Mervyn Wingfield, seventh Viscount Powerscourt, introduced Sika deer to Ireland. He purchased four sika deer, one male and three hinds, in 1860 from Charles Jamrach, a leading London dealer in wildlife, birds and shells and imported these into his Wicklow estate, which once incorporated almost 49,000 acres. The progeny spread elsewhere across counties Dublin, Kildare, Carlow and Kilkenny.
But how did this quartet of sika deer evolve into a population of 600 by the mid 1930s and nowadays to an estimated 15,000?
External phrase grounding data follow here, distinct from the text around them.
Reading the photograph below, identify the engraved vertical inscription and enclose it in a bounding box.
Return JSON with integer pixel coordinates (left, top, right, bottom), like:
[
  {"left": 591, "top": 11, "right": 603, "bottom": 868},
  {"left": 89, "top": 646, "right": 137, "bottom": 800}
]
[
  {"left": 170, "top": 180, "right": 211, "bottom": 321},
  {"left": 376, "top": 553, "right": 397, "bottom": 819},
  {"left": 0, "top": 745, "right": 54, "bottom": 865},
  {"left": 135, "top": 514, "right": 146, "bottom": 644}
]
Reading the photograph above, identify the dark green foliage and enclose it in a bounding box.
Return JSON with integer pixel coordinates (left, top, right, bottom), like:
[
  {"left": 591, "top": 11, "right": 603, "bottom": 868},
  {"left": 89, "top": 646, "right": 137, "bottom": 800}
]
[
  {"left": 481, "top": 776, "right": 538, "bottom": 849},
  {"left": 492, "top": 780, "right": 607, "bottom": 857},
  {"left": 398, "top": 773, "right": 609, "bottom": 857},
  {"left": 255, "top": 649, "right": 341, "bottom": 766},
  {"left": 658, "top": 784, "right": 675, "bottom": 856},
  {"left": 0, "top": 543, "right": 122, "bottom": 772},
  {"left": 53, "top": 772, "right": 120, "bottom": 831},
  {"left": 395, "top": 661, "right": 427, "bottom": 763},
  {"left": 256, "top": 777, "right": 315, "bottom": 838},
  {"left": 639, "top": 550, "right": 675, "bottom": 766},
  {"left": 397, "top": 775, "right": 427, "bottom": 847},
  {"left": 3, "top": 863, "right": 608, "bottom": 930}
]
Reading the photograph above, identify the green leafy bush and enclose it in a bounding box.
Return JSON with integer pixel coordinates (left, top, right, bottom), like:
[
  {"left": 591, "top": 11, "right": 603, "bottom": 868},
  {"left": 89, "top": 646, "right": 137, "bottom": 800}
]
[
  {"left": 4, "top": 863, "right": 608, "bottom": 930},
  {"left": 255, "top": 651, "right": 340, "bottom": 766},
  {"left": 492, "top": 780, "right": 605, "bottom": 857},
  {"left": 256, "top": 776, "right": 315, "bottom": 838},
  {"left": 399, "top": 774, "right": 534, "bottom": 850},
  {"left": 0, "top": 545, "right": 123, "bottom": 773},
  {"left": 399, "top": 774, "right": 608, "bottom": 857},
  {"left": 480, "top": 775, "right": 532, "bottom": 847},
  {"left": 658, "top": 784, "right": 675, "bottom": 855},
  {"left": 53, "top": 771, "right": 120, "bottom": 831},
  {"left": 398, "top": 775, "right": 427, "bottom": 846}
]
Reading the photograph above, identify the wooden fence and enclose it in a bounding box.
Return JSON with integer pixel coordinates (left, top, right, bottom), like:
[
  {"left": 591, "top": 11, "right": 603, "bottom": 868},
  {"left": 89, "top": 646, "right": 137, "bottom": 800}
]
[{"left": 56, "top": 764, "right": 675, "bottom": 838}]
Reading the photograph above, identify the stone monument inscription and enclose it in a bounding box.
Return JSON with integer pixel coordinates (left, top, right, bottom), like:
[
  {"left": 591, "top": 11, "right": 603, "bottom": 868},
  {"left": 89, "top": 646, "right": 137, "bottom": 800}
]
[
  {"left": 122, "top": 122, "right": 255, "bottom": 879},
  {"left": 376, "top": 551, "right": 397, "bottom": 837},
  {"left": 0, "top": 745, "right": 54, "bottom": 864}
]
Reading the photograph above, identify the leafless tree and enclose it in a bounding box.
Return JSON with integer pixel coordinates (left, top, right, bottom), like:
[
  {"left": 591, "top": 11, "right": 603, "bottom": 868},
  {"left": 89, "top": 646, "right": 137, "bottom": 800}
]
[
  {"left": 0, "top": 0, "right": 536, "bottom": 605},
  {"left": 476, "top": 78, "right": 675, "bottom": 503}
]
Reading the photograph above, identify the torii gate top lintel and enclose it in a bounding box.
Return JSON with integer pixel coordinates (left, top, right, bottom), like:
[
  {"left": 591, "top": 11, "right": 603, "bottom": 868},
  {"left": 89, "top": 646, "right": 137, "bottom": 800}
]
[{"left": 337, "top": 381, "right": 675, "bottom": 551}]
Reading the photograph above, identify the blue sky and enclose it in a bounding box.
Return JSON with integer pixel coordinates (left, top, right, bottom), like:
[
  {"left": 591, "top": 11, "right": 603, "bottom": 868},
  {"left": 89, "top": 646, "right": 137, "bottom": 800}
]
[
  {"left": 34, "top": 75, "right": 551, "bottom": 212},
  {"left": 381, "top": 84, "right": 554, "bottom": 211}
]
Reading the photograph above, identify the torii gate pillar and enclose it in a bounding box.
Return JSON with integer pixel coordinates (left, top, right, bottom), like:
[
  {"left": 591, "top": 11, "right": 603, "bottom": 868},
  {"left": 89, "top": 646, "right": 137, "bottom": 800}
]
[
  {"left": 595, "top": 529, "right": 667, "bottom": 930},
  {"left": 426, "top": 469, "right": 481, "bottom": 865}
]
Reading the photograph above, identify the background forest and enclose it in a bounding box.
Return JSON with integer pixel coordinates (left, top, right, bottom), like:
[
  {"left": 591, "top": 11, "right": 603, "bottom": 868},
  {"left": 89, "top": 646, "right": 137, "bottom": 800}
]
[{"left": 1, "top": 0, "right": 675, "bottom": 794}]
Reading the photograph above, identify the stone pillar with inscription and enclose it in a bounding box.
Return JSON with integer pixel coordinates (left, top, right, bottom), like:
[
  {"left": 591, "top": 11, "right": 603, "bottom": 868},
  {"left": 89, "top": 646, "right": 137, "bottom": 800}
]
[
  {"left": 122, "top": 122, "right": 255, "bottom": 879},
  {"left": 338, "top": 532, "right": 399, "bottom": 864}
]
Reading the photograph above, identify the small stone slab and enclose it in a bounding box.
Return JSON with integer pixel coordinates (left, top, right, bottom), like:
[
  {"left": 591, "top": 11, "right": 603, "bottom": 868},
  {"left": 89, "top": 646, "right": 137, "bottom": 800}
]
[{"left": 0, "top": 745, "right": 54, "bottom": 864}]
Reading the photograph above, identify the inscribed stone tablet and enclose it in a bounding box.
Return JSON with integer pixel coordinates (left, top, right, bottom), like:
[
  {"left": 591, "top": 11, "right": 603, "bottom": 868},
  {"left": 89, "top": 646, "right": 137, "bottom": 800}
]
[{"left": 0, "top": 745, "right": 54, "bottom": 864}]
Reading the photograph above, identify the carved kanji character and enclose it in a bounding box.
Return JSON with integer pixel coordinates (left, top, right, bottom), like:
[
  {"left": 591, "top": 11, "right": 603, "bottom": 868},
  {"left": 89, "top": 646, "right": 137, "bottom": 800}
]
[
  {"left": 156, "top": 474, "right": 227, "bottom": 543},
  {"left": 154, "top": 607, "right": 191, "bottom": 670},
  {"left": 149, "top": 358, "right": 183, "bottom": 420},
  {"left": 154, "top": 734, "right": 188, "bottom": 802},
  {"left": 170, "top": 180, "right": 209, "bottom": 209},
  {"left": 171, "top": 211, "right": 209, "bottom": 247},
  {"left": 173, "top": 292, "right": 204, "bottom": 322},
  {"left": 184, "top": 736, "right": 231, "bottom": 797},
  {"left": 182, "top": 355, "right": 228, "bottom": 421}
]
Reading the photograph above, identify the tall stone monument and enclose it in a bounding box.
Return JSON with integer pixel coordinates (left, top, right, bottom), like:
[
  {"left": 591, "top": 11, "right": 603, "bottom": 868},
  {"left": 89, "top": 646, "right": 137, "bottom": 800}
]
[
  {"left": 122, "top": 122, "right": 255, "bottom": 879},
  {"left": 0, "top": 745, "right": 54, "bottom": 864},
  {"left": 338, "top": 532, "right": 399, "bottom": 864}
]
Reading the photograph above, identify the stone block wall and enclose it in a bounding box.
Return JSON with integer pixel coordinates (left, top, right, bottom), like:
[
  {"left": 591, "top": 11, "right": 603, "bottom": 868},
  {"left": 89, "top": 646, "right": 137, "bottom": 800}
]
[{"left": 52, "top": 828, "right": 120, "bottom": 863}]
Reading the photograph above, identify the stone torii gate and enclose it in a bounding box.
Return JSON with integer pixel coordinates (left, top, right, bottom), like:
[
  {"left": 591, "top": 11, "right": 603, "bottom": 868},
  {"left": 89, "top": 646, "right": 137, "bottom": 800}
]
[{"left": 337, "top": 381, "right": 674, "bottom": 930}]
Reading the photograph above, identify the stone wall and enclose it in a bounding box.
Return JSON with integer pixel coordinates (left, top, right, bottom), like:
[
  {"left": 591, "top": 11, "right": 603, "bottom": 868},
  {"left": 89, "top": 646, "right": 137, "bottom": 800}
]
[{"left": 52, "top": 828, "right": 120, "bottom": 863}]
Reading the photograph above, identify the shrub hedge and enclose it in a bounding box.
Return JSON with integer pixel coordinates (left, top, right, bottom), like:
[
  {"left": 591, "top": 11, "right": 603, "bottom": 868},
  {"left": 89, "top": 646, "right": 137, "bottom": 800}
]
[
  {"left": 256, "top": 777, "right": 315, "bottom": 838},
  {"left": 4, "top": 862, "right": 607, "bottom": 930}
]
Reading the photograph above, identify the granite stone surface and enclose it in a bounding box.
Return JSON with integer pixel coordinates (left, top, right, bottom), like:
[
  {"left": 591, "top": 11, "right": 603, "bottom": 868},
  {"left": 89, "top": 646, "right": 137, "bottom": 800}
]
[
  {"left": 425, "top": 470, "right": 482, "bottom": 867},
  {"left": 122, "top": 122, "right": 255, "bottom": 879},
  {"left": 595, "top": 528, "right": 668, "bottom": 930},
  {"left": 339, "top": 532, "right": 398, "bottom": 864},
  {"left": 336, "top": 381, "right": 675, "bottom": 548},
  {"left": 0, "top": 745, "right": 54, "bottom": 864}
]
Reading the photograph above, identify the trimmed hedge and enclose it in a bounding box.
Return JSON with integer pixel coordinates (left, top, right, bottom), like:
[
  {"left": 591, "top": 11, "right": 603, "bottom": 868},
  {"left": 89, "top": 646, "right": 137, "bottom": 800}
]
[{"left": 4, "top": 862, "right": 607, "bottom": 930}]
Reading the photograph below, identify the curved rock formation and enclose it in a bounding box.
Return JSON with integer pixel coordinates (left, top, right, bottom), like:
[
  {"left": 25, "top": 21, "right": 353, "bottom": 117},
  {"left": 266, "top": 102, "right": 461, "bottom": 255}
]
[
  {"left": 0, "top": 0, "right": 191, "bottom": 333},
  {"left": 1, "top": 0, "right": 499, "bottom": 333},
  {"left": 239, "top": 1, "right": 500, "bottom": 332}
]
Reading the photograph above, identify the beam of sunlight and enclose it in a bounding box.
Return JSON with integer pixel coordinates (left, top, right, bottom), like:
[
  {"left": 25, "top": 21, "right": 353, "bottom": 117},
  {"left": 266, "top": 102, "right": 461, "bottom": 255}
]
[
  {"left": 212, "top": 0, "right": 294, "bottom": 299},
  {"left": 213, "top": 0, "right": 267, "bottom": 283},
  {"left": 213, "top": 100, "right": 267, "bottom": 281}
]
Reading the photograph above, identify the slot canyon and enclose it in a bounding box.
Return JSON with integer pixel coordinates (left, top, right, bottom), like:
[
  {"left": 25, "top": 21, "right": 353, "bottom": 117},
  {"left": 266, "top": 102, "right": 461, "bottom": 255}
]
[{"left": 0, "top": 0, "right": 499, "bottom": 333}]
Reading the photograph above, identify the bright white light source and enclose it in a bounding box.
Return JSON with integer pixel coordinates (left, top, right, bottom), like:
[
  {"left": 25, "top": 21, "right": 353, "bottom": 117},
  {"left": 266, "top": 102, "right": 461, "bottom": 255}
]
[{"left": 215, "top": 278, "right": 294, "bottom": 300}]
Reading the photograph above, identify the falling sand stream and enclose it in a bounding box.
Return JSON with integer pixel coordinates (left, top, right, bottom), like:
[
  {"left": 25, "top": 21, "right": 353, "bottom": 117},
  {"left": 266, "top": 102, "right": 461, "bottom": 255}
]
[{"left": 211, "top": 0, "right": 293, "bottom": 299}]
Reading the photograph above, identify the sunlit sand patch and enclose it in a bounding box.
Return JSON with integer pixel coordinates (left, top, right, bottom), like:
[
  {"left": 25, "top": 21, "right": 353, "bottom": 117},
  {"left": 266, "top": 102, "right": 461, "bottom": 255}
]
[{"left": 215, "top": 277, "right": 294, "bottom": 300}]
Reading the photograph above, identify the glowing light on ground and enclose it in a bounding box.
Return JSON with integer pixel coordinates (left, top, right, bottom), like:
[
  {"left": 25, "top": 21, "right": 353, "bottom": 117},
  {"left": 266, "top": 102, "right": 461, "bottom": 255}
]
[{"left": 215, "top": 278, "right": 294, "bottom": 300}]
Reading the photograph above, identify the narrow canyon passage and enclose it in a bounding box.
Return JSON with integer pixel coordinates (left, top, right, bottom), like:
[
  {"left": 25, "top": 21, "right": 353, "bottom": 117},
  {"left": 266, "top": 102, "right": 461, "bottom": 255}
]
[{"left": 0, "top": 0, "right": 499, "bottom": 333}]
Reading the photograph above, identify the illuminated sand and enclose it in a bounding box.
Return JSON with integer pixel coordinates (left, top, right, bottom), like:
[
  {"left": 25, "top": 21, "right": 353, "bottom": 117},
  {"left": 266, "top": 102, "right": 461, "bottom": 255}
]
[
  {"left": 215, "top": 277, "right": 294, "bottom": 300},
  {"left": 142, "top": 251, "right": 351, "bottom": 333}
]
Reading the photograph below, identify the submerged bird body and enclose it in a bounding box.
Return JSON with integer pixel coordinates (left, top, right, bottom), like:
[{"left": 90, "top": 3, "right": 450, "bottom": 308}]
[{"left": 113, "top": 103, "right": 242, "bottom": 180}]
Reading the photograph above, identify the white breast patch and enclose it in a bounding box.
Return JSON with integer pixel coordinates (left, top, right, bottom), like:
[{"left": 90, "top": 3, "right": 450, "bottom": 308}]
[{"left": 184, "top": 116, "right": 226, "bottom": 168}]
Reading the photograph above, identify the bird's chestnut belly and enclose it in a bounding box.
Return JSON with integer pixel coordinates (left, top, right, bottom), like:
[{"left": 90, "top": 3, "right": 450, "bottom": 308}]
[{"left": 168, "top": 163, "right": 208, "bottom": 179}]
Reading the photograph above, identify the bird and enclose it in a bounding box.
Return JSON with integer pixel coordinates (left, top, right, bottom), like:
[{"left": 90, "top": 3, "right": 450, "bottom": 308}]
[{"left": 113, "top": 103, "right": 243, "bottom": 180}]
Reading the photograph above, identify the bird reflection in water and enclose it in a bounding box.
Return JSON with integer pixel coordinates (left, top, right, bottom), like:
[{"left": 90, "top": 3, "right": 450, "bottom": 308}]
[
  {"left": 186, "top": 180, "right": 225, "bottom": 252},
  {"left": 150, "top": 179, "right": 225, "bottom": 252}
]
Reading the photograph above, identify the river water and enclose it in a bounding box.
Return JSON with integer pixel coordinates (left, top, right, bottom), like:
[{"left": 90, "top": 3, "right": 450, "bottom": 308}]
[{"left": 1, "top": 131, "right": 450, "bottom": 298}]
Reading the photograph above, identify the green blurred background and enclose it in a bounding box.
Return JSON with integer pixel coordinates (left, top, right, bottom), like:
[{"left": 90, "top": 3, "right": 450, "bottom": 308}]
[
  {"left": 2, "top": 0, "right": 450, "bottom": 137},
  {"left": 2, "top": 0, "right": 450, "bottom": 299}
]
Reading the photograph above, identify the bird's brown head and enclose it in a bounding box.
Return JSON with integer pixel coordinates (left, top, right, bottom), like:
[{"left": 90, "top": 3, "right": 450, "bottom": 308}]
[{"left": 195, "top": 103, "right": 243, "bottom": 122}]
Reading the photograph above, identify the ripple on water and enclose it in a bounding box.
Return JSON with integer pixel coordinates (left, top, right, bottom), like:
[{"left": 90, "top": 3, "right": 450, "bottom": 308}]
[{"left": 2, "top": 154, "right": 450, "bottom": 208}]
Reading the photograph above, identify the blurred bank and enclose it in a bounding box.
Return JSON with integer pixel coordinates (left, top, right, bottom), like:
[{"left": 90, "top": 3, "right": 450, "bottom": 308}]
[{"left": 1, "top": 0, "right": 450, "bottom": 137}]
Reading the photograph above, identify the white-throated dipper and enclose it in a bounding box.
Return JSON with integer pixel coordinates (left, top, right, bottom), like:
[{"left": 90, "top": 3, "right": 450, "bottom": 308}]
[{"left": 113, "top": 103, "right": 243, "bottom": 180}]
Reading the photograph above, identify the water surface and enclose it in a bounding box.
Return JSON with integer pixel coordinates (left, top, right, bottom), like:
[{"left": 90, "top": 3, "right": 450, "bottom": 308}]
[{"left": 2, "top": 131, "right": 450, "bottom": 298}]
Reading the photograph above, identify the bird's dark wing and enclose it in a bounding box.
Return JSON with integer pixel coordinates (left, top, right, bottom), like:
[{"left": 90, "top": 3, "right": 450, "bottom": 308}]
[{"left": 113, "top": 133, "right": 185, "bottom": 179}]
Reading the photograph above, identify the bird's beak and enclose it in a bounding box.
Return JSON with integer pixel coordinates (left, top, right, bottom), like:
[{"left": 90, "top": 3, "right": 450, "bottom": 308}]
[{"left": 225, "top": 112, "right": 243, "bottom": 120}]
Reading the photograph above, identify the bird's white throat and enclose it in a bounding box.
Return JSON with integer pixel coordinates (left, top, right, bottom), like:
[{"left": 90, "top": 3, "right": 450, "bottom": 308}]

Lord Powerscourt sold, or gifted some of his herd in 1865 to Sir Croker Barrington, fourth Baronet of Glenstal, whose father, Sir Matthew was crown solicitor for Munster; who built Glenstal Abbey and in whose honour Barrington’s Hospital Limerick is named. Sir Croker Barrington owned an estate of 9,485 acres in the 1870s.
Another recipient of a Powerscourt sika in the south-west was Major Henry Herbert, MP for Kerry, owner of Muckross House Killarney and an estate in the vicinity of 47,000 acres.
Two stags and five hinds were introduced from Scotland in the 1890s, progeny of stock that originated in Enniskerry, to the Kerry estate of Henry Petty-Fitzmaurice, fifth marquess of Lansdowne, former viceroy of India and fifth governor general of Canada, whose estate in Co Kerry amounted to 94,000 acres.
In 1870 Lord Powerscourt also gifted sika deer to Sir Victor Brooke, grandfather of Sir Basil Brooke (1888-1973) the third prime minister of Northern Ireland, whose estate at Colebrooke in 1876 comprised 28,000 acres.
Sika deer are then thought to have roamed to the woods at Baronscourt, Co Fermanagh, owned by James Hamilton on whom Queen Victoria bestowed the title of his grace the duke of Abercorn. The management of the sika herd at Baronscourt was recognised in 2014 through the conferring of the Laurent Perrier Award for conservation. The Sika then migrated to the property of the earl of Dartrey, Liberal Unionist member of the House of Lords and from all of these locations sika deer spread across Ulster.